I have now confirmed that this port-leak occurs also with Mach (+ [NSPort port]) ports used for DO between local threads. <rdar:// problem/4621753> has been updated appropriately, including a new version of the leak-demo application project.

To summarize:

If you create a NSConnection in the main thread, call enableMultipleThreads: on it and pass it to an ad-hoc* sub-thread for use in main-thread-to-sub-thread communication, each _sub-thread_ that _uses_ that NSConnection will leak 3 Mach ports** -- a leak that is essentially invisible with the standard testing tools (MallocDebug, et al), but which you can see with "top" or Activity Viewer (#Ports column). These Mach ports do _not_ go away when the thread terminates, but only when your application terminates.

If a thread doesn't actually use the NSConnection, no leak. But the leak is per thread, not per use of the NSConnection in the thread. A thread can use the NSConnection 100 times, but still will just leak the 3 ports. But 100 thread-instances using a shared NSConnection once apiece leak 300 ports.

If instead you create your sub-thread NSConnection _in_ each of the ad-hoc sub-threads (and do not need to call enableMultipleThreads: on it), no leak.

If instead you create a single "permanent" sub-thread, rather than create ad-hoc threads as needed, no leak that matters. (You are probably leaking a few ports, but only once).

Any use of enableMultipleThreads: with multiple ad-hoc sub-threads should be examined carefully. Because a Mach port leak consumes "wired" memory it eventually affects the entire system, not just an individual application.

Anyone writing something approximating a "server" should be particularly aware of this issue -- it is easy to miss in typical short-duration testing, but in long-duration use the result of a Mach port leak is that eventually the entire Mac will shudder to a halt.
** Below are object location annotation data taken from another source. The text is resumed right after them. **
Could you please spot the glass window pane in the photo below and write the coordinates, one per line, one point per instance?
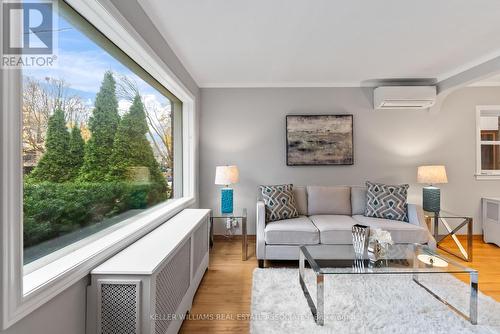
(97, 140)
(490, 157)
(489, 123)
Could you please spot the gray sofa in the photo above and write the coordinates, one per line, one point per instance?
(326, 215)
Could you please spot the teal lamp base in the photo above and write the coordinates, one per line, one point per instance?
(431, 199)
(226, 200)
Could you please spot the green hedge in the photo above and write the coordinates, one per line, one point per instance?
(54, 209)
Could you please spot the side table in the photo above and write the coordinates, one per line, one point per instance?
(240, 214)
(441, 218)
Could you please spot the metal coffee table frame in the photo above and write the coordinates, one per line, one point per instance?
(318, 310)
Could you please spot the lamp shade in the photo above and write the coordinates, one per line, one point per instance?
(225, 175)
(432, 174)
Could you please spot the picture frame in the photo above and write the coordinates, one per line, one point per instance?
(320, 140)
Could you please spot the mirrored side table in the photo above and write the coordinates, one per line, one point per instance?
(445, 219)
(239, 214)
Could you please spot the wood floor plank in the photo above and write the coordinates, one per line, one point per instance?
(226, 289)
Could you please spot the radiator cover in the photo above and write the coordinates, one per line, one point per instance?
(150, 285)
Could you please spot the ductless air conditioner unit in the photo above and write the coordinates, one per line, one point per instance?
(404, 97)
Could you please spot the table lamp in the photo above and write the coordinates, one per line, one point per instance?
(226, 175)
(431, 175)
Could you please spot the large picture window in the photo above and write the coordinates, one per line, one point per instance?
(488, 142)
(98, 142)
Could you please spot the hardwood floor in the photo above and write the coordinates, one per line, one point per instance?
(222, 303)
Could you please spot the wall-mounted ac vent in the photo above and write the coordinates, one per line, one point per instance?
(404, 97)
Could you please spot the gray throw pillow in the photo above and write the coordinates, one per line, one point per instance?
(387, 201)
(279, 202)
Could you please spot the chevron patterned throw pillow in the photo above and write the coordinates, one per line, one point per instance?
(386, 201)
(279, 201)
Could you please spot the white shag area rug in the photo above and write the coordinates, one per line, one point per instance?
(366, 304)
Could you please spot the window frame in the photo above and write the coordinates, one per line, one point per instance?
(480, 173)
(20, 295)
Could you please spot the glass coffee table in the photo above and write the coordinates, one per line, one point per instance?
(410, 259)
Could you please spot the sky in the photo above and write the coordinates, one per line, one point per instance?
(81, 64)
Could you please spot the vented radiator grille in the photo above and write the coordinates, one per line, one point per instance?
(200, 245)
(492, 211)
(172, 283)
(119, 308)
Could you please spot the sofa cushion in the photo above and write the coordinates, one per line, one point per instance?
(358, 200)
(401, 232)
(279, 201)
(328, 200)
(295, 231)
(334, 229)
(386, 201)
(300, 195)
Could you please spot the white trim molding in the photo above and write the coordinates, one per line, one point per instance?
(20, 295)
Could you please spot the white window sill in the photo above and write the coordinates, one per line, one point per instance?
(485, 177)
(44, 283)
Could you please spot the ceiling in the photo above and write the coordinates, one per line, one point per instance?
(266, 43)
(492, 81)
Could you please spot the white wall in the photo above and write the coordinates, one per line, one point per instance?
(65, 314)
(246, 127)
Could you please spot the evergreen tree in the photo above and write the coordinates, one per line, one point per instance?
(55, 165)
(103, 125)
(132, 148)
(76, 151)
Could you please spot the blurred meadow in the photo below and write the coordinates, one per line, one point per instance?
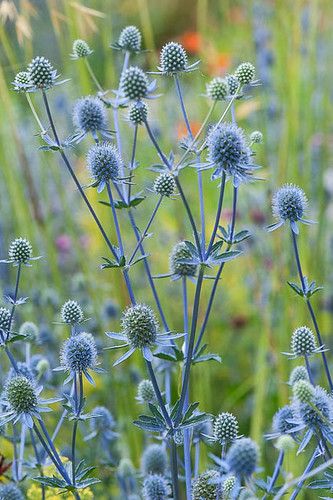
(255, 311)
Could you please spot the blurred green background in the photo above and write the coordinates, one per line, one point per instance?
(255, 311)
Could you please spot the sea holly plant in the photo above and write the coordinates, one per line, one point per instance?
(175, 427)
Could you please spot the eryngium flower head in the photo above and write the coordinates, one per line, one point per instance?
(134, 83)
(303, 342)
(282, 420)
(245, 73)
(80, 49)
(298, 373)
(79, 353)
(130, 39)
(173, 58)
(5, 316)
(138, 113)
(71, 312)
(225, 428)
(319, 411)
(146, 393)
(165, 185)
(218, 89)
(103, 162)
(154, 460)
(21, 395)
(206, 486)
(89, 114)
(289, 203)
(155, 487)
(10, 491)
(41, 73)
(181, 252)
(22, 81)
(233, 84)
(256, 137)
(229, 152)
(242, 457)
(20, 251)
(303, 391)
(29, 330)
(140, 325)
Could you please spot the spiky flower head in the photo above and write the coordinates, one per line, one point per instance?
(165, 184)
(225, 428)
(218, 89)
(79, 353)
(80, 49)
(228, 150)
(289, 203)
(41, 73)
(206, 486)
(20, 251)
(298, 373)
(303, 391)
(155, 487)
(130, 39)
(134, 83)
(138, 113)
(71, 312)
(103, 161)
(303, 341)
(21, 395)
(285, 443)
(242, 457)
(181, 252)
(29, 330)
(10, 491)
(256, 137)
(282, 420)
(233, 84)
(245, 73)
(89, 114)
(146, 393)
(154, 460)
(319, 411)
(173, 58)
(227, 487)
(5, 316)
(140, 325)
(22, 81)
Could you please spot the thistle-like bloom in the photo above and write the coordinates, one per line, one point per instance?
(79, 355)
(206, 486)
(218, 89)
(129, 40)
(154, 460)
(229, 152)
(21, 401)
(245, 73)
(146, 393)
(89, 115)
(71, 313)
(173, 60)
(10, 491)
(138, 113)
(242, 457)
(289, 203)
(181, 261)
(155, 487)
(140, 331)
(80, 49)
(225, 428)
(103, 162)
(165, 185)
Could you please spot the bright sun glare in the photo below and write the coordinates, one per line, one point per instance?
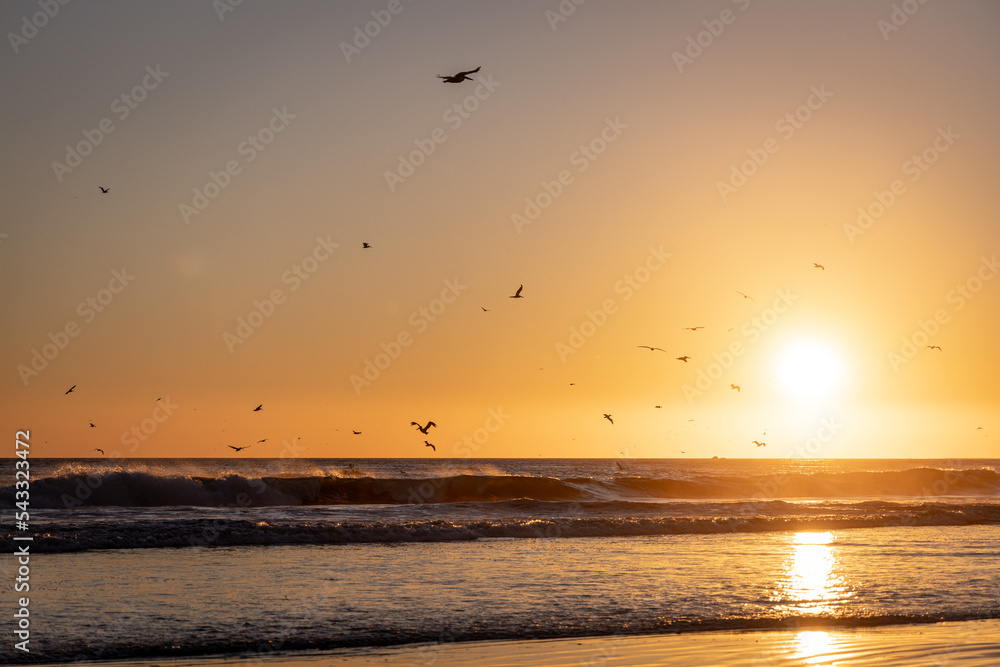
(809, 370)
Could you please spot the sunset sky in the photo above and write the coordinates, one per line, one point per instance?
(634, 165)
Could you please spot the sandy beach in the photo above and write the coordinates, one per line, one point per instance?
(968, 644)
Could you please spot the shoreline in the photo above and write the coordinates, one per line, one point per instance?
(966, 643)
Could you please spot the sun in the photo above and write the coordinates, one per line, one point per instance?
(810, 370)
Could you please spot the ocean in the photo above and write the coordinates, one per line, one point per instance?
(161, 558)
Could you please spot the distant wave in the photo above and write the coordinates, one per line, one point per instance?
(123, 488)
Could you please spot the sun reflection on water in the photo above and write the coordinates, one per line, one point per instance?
(811, 584)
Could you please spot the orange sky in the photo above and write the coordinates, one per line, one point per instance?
(633, 166)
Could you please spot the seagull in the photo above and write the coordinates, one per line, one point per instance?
(423, 429)
(460, 77)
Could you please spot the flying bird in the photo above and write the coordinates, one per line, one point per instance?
(423, 429)
(460, 77)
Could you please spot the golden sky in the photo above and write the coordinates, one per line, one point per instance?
(636, 166)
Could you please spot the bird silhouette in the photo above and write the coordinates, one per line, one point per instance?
(423, 429)
(460, 77)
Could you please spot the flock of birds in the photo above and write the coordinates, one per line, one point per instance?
(459, 78)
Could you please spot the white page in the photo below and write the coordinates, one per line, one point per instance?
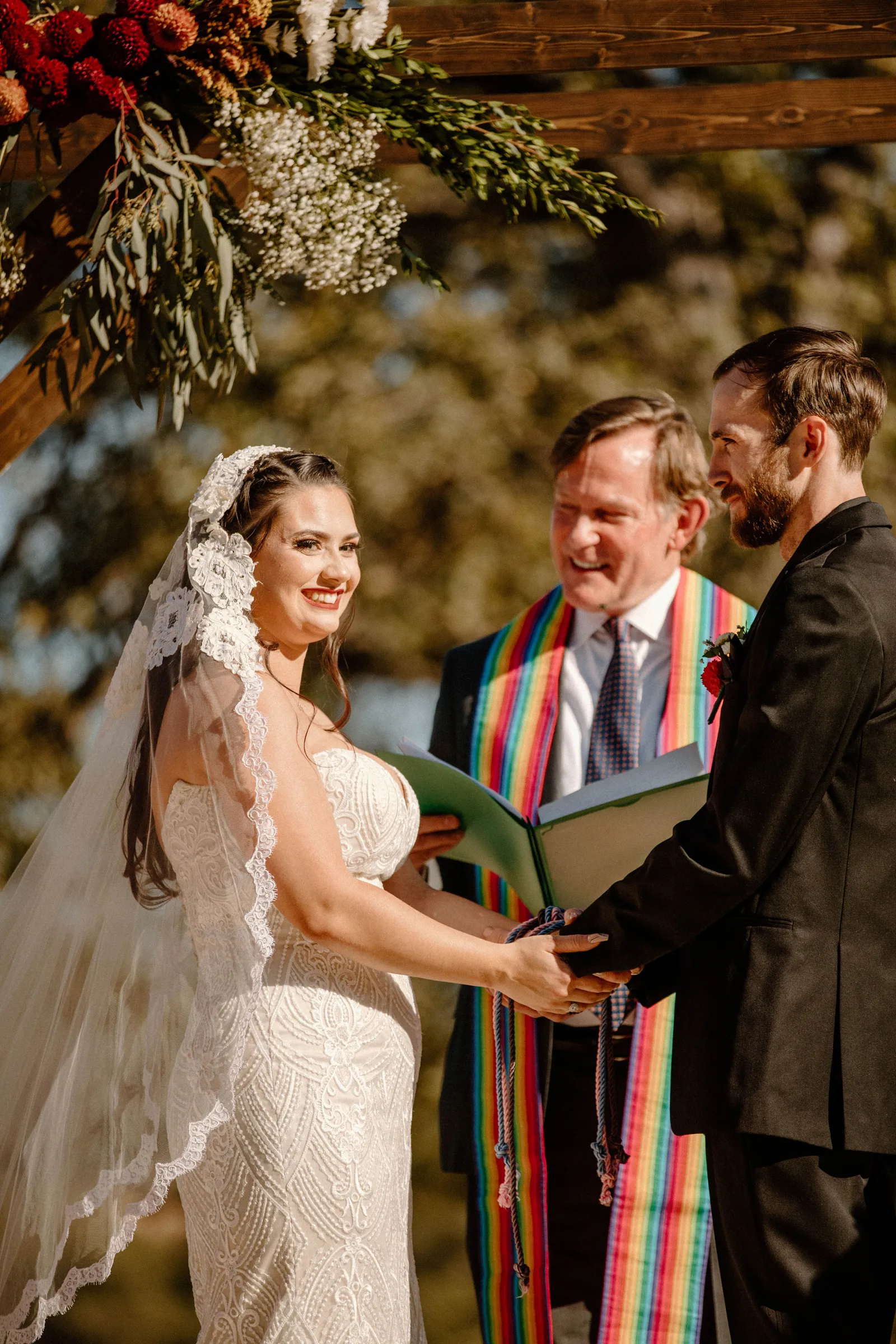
(586, 854)
(673, 768)
(409, 748)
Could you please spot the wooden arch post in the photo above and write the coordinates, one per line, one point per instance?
(531, 38)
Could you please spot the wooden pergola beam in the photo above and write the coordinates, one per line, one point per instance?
(544, 35)
(786, 115)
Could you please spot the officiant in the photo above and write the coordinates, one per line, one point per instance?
(598, 676)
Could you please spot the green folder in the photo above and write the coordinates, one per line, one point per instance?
(582, 843)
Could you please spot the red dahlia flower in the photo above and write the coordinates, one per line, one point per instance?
(104, 95)
(23, 44)
(140, 10)
(68, 32)
(172, 27)
(136, 8)
(122, 45)
(14, 102)
(711, 676)
(46, 82)
(12, 12)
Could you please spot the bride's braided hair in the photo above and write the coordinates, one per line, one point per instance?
(253, 512)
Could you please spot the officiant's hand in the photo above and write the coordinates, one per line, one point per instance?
(437, 835)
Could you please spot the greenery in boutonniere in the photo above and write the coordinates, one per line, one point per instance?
(720, 657)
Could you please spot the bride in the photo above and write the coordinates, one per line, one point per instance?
(255, 1038)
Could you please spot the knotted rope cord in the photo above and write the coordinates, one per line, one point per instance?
(547, 921)
(608, 1147)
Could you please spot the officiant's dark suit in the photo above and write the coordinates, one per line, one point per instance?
(773, 916)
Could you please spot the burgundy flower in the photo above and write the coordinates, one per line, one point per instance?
(14, 102)
(12, 12)
(104, 95)
(172, 27)
(68, 32)
(711, 676)
(136, 8)
(122, 45)
(46, 81)
(23, 44)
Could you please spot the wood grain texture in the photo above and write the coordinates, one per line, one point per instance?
(55, 232)
(55, 236)
(25, 410)
(76, 142)
(540, 35)
(783, 115)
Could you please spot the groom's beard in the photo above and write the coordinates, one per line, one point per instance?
(767, 505)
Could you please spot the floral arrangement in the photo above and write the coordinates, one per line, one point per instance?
(298, 93)
(722, 662)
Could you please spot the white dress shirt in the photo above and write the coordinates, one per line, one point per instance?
(585, 666)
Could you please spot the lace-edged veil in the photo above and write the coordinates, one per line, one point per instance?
(100, 996)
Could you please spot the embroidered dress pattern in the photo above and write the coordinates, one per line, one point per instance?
(298, 1215)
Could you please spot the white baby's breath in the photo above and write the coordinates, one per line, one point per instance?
(316, 209)
(12, 270)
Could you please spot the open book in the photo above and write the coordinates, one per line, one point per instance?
(581, 844)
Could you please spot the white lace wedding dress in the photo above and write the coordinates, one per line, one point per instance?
(298, 1215)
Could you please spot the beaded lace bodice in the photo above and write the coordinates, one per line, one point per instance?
(297, 1218)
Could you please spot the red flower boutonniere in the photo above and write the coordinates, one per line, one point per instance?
(711, 678)
(723, 659)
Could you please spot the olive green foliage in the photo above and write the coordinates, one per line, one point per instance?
(170, 279)
(489, 150)
(160, 295)
(442, 407)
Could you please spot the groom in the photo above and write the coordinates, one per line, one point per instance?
(598, 676)
(773, 912)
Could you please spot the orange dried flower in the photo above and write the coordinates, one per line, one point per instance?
(172, 27)
(14, 102)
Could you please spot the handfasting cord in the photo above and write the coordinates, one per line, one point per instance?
(547, 921)
(608, 1147)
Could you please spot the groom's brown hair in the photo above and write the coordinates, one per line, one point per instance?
(810, 371)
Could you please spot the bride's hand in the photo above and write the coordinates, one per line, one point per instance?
(536, 978)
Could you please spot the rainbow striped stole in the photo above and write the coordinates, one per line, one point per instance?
(656, 1260)
(515, 718)
(660, 1224)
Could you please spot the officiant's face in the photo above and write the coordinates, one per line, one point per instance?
(612, 539)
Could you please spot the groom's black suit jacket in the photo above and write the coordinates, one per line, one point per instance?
(773, 911)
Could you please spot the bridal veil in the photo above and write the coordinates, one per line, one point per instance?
(100, 993)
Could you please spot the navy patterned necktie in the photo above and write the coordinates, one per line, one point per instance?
(615, 737)
(615, 731)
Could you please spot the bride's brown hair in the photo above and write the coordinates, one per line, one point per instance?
(251, 515)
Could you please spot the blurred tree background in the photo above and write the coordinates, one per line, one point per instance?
(442, 409)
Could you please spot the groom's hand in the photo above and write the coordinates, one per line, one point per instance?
(437, 835)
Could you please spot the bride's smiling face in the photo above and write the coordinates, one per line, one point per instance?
(307, 568)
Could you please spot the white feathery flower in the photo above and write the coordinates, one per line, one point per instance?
(316, 209)
(368, 25)
(315, 21)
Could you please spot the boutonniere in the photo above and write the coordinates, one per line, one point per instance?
(723, 659)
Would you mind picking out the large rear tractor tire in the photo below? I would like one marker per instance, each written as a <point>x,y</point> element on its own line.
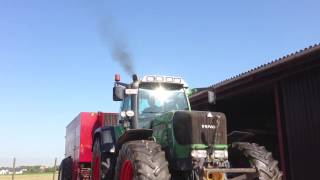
<point>141,160</point>
<point>101,164</point>
<point>243,154</point>
<point>65,169</point>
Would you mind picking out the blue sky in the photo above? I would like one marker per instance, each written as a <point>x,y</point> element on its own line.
<point>55,61</point>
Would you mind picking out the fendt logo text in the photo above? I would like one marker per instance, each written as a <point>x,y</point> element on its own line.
<point>207,126</point>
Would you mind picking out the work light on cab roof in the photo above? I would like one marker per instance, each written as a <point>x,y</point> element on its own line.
<point>164,79</point>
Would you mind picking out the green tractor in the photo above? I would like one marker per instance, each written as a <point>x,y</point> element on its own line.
<point>160,137</point>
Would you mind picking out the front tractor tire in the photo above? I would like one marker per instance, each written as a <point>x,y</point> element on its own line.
<point>65,169</point>
<point>141,160</point>
<point>243,154</point>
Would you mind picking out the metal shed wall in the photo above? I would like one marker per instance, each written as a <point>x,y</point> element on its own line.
<point>301,111</point>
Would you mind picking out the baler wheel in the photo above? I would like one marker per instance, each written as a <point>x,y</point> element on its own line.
<point>244,154</point>
<point>141,160</point>
<point>65,169</point>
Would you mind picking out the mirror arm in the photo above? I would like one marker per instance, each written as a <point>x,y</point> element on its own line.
<point>122,84</point>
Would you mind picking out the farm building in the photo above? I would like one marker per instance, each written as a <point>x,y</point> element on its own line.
<point>280,102</point>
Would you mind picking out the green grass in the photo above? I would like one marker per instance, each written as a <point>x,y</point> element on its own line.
<point>40,176</point>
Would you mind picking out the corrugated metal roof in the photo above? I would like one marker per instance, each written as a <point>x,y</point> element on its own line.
<point>268,66</point>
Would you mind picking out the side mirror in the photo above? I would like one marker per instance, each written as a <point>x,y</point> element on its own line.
<point>118,93</point>
<point>211,97</point>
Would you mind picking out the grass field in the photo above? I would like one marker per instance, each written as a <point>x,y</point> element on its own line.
<point>43,176</point>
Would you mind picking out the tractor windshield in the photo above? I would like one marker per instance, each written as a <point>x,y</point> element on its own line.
<point>154,101</point>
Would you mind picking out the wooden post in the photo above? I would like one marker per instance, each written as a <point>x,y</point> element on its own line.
<point>54,168</point>
<point>13,168</point>
<point>279,130</point>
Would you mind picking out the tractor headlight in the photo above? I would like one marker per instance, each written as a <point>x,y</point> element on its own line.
<point>199,153</point>
<point>220,154</point>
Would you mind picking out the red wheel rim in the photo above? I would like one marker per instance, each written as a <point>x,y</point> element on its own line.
<point>126,172</point>
<point>96,168</point>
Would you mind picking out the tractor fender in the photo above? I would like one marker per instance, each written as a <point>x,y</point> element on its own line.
<point>134,134</point>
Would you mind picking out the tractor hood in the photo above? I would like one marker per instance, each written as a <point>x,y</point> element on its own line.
<point>199,127</point>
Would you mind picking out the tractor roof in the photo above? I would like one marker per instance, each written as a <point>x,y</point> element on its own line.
<point>164,79</point>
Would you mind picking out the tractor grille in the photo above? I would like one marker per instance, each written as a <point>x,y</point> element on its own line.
<point>195,127</point>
With most Macs not being restarted between System Software updates, it is quite possible for _any_ app to cause a problem with a port leak. Many users never knowingly Quit an app -- most "normal users" I know usually have 12-20 apps running simultaneously, many of which they haven't looked at in weeks.

If anyone happens to know some voodoo that will release these ports, I'm all ears. I have a nice test-bed app to test the voodoo in. If you want a copy of the test-bed app, send me an email.

-- FOOTNOTES --------------------------------------------------

* By "ad-hoc sub-thread" I am referring to a thread that is spawned when needed, and which exits when it has completed its task.

** More precisely, the first sub-thread _appears_ to leak 2 ports, and each subsequent thread leaks 3.